そのしわ寄せは必ず妻に行き、妻は一家の家事と親の介護で疲れ果て、それだけならまだしも、老人は時にわがままで強欲であったりする。
「感謝されない」などということでもあろうものなら、「なんでそこまでして私が!」と怒り狂うのは自明のこと。

ならば俺が世話をするから、と仕事を辞めてしまっては収入が絶たれ、いずれにしても崩壊の道へまっしぐら。

介護施設の完備された有料老人ホームにて面倒を見てもらうことで、親を捨てたなどと陰口をたたくご時世ではないだろうし、そんな声を無視してでも自らの家庭を維持する方を優先するしかないのではないか。

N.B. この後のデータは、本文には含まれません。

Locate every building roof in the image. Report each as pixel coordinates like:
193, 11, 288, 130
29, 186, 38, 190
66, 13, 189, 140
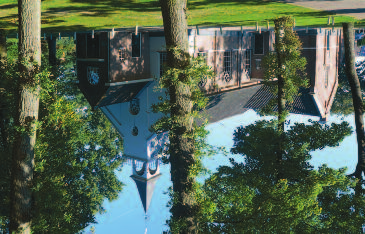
96, 81, 150, 107
201, 84, 320, 123
245, 85, 321, 117
131, 174, 161, 213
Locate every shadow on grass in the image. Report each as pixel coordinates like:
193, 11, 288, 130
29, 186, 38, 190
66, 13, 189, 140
0, 4, 18, 10
188, 0, 271, 10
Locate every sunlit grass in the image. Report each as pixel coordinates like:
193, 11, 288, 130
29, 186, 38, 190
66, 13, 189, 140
0, 0, 365, 32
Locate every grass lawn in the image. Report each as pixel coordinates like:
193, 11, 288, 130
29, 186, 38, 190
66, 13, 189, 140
0, 0, 365, 33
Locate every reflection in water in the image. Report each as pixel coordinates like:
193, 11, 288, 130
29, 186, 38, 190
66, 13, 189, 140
77, 27, 365, 232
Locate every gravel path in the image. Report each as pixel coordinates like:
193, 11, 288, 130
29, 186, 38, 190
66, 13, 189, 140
282, 0, 365, 20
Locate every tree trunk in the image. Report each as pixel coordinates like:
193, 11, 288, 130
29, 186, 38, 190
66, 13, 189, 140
342, 23, 365, 180
160, 0, 197, 233
10, 0, 41, 233
0, 30, 8, 146
47, 37, 57, 68
274, 19, 285, 180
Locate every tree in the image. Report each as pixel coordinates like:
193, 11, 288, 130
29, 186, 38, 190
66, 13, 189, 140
199, 121, 353, 233
342, 23, 365, 180
261, 17, 308, 179
10, 0, 41, 233
160, 0, 198, 233
153, 0, 216, 233
0, 39, 123, 233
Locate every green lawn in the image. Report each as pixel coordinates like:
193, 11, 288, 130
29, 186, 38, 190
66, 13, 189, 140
0, 0, 365, 32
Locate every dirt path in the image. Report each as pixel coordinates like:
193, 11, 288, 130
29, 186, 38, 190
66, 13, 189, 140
282, 0, 365, 20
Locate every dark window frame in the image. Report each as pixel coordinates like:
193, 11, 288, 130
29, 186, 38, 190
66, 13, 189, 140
86, 33, 101, 58
132, 33, 142, 58
159, 51, 167, 77
253, 33, 265, 55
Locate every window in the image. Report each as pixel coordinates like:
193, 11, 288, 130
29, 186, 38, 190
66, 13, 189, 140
160, 52, 167, 77
198, 52, 208, 89
118, 47, 126, 61
223, 51, 232, 82
324, 66, 329, 88
132, 33, 141, 58
87, 66, 100, 85
255, 59, 261, 70
254, 33, 264, 54
198, 52, 208, 63
86, 34, 100, 58
243, 50, 251, 76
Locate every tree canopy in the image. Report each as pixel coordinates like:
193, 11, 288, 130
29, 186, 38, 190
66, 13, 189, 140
0, 39, 123, 233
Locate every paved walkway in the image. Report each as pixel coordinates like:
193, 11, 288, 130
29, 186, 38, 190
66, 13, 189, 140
282, 0, 365, 20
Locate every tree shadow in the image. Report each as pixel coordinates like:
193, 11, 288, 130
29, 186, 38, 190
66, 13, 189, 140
188, 0, 271, 10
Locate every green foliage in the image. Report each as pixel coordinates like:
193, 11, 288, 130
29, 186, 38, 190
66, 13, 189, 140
260, 17, 308, 118
0, 39, 123, 233
152, 52, 216, 167
202, 121, 355, 233
331, 64, 365, 116
152, 50, 223, 233
357, 37, 365, 47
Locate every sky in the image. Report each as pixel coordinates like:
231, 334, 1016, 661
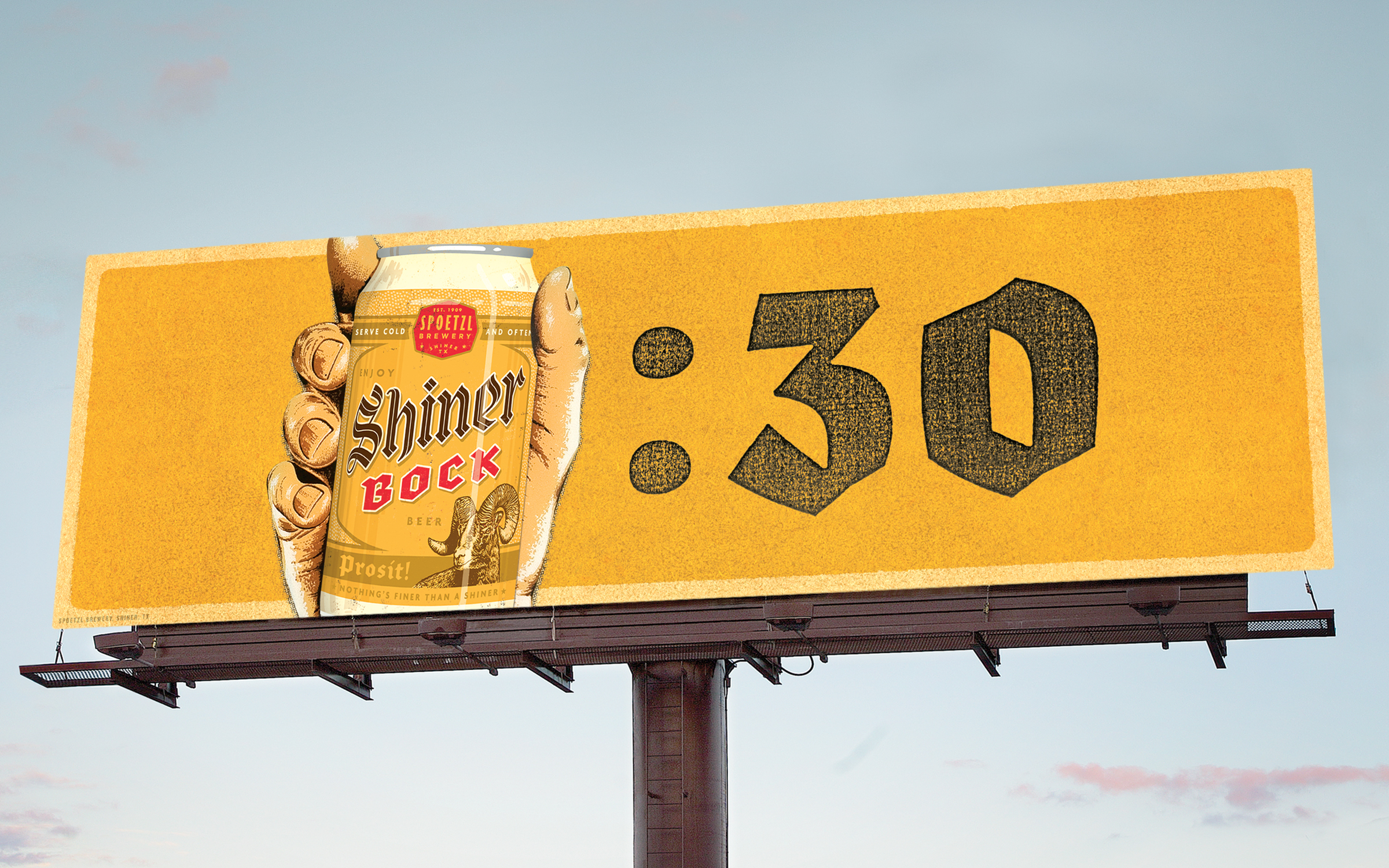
0, 1, 1389, 867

確かに赤の他人様に親の面倒をみて頂くこと、お金を支払っていたとしても心苦しいことこの上ないに違いない。
それでもそんなことよりむ寧ろ自らが生きることを最優先すべきなのだろう。

有料ホームに入れられる人は、そんなことを気にするよりも自らにそれだけの資金的ゆとりがあったことに対して感謝すべきなのだろう。

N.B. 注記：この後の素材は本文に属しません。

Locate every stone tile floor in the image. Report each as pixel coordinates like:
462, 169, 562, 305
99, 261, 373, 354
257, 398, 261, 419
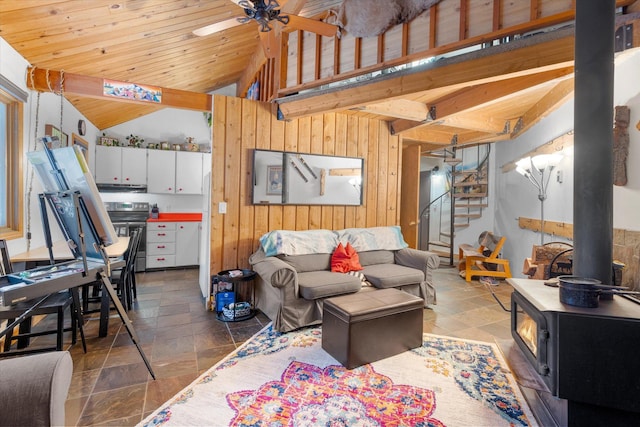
7, 266, 512, 426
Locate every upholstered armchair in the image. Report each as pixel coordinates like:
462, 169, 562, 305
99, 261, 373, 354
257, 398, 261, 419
0, 351, 73, 426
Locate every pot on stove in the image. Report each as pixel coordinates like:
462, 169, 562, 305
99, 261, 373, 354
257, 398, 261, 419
558, 276, 602, 308
558, 276, 640, 308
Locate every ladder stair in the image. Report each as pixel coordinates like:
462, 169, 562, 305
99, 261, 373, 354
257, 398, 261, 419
453, 213, 482, 219
453, 180, 489, 187
429, 240, 451, 248
453, 203, 489, 209
453, 193, 487, 199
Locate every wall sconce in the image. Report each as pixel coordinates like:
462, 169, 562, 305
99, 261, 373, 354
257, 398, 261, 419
516, 153, 562, 245
349, 176, 362, 194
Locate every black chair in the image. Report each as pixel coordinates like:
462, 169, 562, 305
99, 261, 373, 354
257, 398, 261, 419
82, 228, 142, 313
0, 240, 87, 357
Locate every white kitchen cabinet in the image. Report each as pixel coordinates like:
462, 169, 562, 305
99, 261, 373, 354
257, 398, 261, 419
176, 222, 200, 267
95, 145, 147, 185
147, 150, 203, 194
147, 150, 176, 194
147, 221, 200, 268
176, 151, 202, 194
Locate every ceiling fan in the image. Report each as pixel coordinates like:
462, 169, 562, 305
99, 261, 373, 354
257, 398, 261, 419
193, 0, 338, 57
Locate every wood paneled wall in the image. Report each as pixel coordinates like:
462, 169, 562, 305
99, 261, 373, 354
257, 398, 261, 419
210, 95, 402, 274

完全介護の有料ホームだって、なかなか預けっぱなしというわけにはいかない。
週に一度やそこらは見に行かなければ、ならないものだという。

以前、ニュースの特集のような番組で、そういう介護施設で働く、若いヘルパーの女性たちの仕事ぶりを映していた。
テレビは非常に献身的に働く彼女らの仕事ぶりを放映した後に、スタジオ生出演してもらったヘルパーさんたちに直接インタビューを行う場面があった。
「ご自身が老人になった時にはどんな介護を求めますか?」の質問に
若い方のヘルパーさんは思わず答えてしまった。
「私が歳を取ったら、介護される状態になる前に死にたいですね」

番組としては
「私が歳を取った時にこんな介護をしてもらって良かったという介護をしたいと思います」的な回答を段取っていたのではないだろうか。
そうそうにインタビューを打ち切ってしまわれてしまった。

そんな一例を持って、介護の現場を語る気はもうとうないが、
「介護される状態になる前に」というのは若いもの誰しもの考えなのではないだろうか。
そういう意味ではこの小説の中に登場する母の生き様、いや死に様は、未読の方のために詳細は書かないが、新たな可能性を与えてくれたような気がする。

完全介護のホームではなかなか同じように出来ないかもしれない。
その手前での判断が必要なので、なまなかな人には出来ないことだろう。